Description of problem: Went through an install where virtualisation (XEN) was selected. The system created the installation, but when the system rebooted to complete, the XEN kernel locked up. (Refer to 233843 (fc6) and updates (fc7) bugzilla entries. Because there is no regular kernel, and because at this stage there is no rescue DVD, a full reinstall was necessary, only this time, excluding the virtualisation option. After yum -y update, the virtualisation kernel (XEN) was installed. At least I had a boot time fall back to the non-xen kernel. Version-Release number of selected component (if applicable): How reproducible: Fc6, every update following October 2006. And including FC7. Steps to Reproduce: 1. 2. 3. Actual results: System will not boot with XEN kernel due to problems with it. Expected results: Annaconda should always install the non-xen kernel as well as the XEN kernel. (or do the XEN install after the reboot to add first user). Additional info: Not really annaconda's fault
You will *never* be running both kernels, though. Installing both leads to nothing more than a waste of disk space, bandwidth, etc as long as it doesn't work. If the kernel is broken, it should be fixed. Not papered over with hacks like installing a "backup" kernel.

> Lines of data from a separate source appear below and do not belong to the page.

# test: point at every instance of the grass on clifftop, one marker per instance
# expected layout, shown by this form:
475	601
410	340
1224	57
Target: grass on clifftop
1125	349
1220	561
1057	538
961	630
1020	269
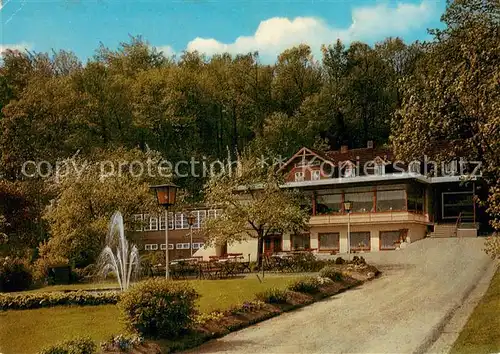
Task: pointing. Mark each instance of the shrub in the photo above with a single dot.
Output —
(272, 296)
(37, 300)
(309, 285)
(331, 273)
(42, 266)
(159, 308)
(339, 260)
(15, 275)
(122, 343)
(75, 346)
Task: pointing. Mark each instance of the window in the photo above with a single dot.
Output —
(198, 245)
(327, 204)
(449, 168)
(379, 169)
(360, 241)
(200, 217)
(153, 223)
(170, 221)
(162, 223)
(361, 202)
(151, 247)
(349, 169)
(391, 200)
(146, 222)
(414, 167)
(454, 203)
(329, 241)
(300, 241)
(388, 239)
(416, 198)
(138, 222)
(213, 213)
(181, 221)
(299, 176)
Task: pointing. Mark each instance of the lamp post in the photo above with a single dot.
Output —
(165, 195)
(347, 209)
(191, 219)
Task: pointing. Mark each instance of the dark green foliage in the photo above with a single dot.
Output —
(15, 275)
(159, 308)
(75, 346)
(37, 300)
(308, 285)
(331, 273)
(272, 296)
(339, 260)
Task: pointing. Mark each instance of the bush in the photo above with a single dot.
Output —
(272, 296)
(76, 346)
(42, 266)
(122, 343)
(15, 275)
(330, 273)
(159, 308)
(339, 260)
(309, 285)
(37, 300)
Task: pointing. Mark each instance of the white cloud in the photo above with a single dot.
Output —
(17, 46)
(167, 50)
(369, 23)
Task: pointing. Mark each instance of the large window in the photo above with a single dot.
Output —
(416, 199)
(301, 241)
(360, 241)
(330, 203)
(391, 200)
(456, 203)
(388, 239)
(329, 241)
(361, 202)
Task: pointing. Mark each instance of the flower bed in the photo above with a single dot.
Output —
(38, 300)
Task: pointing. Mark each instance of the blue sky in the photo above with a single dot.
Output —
(211, 26)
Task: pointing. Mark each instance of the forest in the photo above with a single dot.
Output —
(136, 102)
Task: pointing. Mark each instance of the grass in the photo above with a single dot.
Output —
(28, 331)
(481, 334)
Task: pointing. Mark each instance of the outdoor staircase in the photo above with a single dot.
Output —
(444, 230)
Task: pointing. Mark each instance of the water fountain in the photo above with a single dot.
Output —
(117, 256)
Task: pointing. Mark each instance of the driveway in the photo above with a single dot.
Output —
(399, 312)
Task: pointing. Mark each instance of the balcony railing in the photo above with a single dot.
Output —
(362, 218)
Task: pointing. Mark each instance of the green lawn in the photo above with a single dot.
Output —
(27, 331)
(481, 334)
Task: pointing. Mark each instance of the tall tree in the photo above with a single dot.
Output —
(253, 204)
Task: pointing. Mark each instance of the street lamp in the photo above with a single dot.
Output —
(347, 209)
(191, 219)
(165, 195)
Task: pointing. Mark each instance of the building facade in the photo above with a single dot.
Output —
(393, 203)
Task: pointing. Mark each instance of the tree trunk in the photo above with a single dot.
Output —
(260, 251)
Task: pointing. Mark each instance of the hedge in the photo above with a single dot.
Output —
(75, 346)
(49, 299)
(159, 308)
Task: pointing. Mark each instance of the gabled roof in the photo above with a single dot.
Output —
(306, 154)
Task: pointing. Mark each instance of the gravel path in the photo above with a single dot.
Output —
(401, 312)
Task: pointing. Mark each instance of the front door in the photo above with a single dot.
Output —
(272, 244)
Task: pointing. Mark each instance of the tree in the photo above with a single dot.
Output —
(454, 93)
(89, 191)
(253, 204)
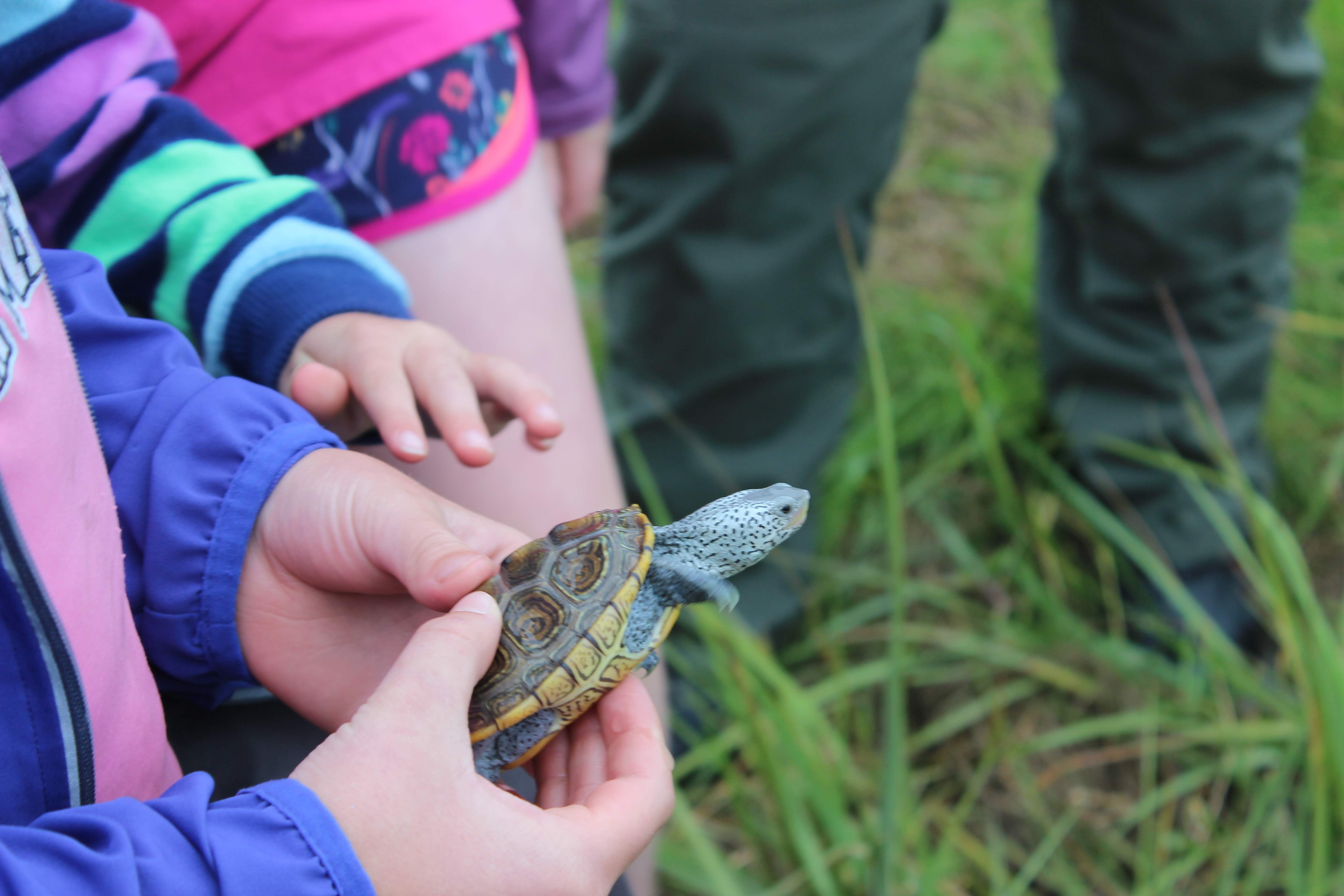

Jeremy Perhaps you did not understand my note. In a clean fresh install, I chose virtualisation, because I wanted to run XEN. The XEN kernel got installed, as it should, together with my other selected downloads. When I rebooted, XEN locked up, and there was no way to boot with another kernel. So, I had to scrub the install and redo it skipping virtualisation. That of course took up a lot of my time, and network time. The non XEN kernel worked. Then I added virtualisation (still the XEN kernel did not work), but at least I had a fallback system. Oh yes, my hard drive is a 250gig, of which I made the boot partition large enough to support 6 kernel copies. Fix the XEN problem and I will be happy.